Saturday, March 07, 2020

21. Hunting the Fairies by Compton Mackenzie

Deciding to take this book home falls under the "it's an old Penguin so it is just too physically beautiful to leave on the shelf, no matter the subject" category.  I quickly scanned the first few lines of the back author blurb and it left me no more the wiser about the subject of this book.  The cover illustration was equally unelucidating, though I know now that it depicts an actual scene in the book and a good one.  It turns out that either it's pure confirmation bias (I chose it, ergo I must like it) or Penguin just generally did a good job with these paperbacks.  Either way, I quite enjoyed this book.

It's a comedy of manners of a sort about a Scottlish Laird, Hugh Cameron of Killwhillie, I guess sometime right after the war.  He is of the old landowning class, though Scottish, not English so a weird subset of British aristocracy that I had never encountered before.  He has an old house on a large piece of land somewhere in Scotland.  All the place names and geography were completely lost on me, but it does sound quite beautiful and rugged.  His dilemma is that an old friend who lives now in the States, having married an American, will not be coming this summer but did take the liberty of asking if Cameron could host an acquaintance of hers, her daughter and her maid.  The woman, Florence Urquhart-Unwin, Yu-Yu to her friends, is the president of the Ossian Society and is coming to Scotland to research and absorb the culture to bring back for the society.  Cameron is quite put out and anxious about this guest, but invites her to come.  Much of the book is then her touring around Scotland, being way more into Scottish stuff than Cameron and many of the Scots.  She also has a rival who comes from the U.S. as well, with her eye on taking away the presidency of the Ossian Society from Yu-Yu.  Much of the humour is them trying to best the other with having more authentic Scottish experiences.

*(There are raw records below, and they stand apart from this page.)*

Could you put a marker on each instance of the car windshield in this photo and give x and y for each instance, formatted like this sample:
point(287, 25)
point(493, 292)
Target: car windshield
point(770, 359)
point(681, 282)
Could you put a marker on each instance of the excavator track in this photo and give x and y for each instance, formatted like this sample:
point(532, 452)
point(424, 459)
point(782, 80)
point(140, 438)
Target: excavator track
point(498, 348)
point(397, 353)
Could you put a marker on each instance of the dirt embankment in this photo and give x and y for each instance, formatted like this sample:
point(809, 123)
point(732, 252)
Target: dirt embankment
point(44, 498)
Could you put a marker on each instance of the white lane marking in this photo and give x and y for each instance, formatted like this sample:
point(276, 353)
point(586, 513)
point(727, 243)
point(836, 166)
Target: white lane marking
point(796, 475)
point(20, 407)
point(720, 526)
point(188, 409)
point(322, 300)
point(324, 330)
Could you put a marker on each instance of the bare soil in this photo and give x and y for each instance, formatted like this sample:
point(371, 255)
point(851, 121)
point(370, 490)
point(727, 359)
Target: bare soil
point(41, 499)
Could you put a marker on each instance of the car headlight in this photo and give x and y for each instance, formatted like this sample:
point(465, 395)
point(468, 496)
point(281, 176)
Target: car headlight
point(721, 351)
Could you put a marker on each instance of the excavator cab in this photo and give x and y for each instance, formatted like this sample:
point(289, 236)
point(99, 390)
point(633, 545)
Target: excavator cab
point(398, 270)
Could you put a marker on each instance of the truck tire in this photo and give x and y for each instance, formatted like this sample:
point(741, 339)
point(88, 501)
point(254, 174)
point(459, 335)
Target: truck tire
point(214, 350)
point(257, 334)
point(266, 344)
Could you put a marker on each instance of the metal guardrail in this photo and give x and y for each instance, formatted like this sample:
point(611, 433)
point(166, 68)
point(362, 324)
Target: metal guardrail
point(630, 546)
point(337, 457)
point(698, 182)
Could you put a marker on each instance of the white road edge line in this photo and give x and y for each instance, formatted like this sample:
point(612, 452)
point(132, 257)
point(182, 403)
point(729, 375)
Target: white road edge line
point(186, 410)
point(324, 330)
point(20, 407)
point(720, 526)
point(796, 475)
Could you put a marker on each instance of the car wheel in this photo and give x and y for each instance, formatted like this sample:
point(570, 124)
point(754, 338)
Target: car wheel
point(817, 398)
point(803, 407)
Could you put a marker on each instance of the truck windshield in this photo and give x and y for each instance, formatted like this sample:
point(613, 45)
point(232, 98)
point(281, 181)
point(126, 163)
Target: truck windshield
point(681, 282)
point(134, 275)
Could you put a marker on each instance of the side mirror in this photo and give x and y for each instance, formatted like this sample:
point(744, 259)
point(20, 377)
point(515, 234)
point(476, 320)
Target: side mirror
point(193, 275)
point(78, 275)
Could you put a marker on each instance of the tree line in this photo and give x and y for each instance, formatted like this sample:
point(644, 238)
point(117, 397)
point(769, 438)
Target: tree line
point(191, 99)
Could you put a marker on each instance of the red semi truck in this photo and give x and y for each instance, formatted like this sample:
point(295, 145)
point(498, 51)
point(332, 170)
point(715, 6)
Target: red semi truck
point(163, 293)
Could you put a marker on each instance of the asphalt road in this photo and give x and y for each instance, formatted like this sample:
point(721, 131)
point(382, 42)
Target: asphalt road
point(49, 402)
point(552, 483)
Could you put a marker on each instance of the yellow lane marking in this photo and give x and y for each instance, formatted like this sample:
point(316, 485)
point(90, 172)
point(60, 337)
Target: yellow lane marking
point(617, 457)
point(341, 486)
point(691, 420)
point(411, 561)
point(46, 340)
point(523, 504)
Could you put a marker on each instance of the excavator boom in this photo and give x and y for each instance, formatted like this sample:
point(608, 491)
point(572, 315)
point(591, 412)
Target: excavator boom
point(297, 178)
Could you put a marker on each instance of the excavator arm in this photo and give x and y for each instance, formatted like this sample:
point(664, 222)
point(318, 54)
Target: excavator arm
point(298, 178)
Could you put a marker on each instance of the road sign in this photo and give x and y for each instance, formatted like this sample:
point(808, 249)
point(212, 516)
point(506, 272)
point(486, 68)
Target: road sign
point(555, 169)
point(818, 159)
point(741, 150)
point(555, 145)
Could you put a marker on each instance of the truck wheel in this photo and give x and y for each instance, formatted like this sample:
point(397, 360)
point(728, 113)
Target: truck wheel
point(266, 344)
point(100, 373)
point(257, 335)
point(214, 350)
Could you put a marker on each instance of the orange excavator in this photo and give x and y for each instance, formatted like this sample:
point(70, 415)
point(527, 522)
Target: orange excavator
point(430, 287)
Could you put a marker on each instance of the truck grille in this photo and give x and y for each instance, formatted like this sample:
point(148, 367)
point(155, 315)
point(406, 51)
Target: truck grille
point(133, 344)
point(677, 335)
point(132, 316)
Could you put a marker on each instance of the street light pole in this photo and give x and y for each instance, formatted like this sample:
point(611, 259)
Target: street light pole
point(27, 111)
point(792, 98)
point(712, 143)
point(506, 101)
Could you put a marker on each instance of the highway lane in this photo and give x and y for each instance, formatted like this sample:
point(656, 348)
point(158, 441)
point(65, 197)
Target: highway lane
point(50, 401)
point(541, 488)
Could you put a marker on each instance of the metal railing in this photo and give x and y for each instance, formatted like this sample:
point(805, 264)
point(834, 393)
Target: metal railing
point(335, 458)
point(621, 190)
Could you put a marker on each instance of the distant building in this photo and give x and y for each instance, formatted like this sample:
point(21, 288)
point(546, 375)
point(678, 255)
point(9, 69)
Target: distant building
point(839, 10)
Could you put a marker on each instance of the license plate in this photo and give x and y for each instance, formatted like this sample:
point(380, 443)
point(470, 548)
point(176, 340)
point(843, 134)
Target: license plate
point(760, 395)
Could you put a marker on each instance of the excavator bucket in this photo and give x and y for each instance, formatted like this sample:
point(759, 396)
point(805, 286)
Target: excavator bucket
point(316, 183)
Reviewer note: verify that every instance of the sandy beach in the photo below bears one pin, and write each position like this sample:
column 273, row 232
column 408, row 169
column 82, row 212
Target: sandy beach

I found it quite funny, even laugh out loud at times.  It is the gentle humour of an older time and an upper class, with lots of dialogue ending in "what?"  The plot thickens as Cameron falls in love with Yu-Yu's 19-year old daughter (he's 50).  It all wraps up nicely and even touchingly, taking on a somewhat more realistic and human tone than the light satire of the middle of the book.  Turns out, Mackenzie has published over 70 books and was very well known on the BBC back in the day.  I would keep an eye out for his other books.  This was fun.


1 comment:

Walt said...

Whisky Galore! is also quite fun, and was based on a real shipwreck.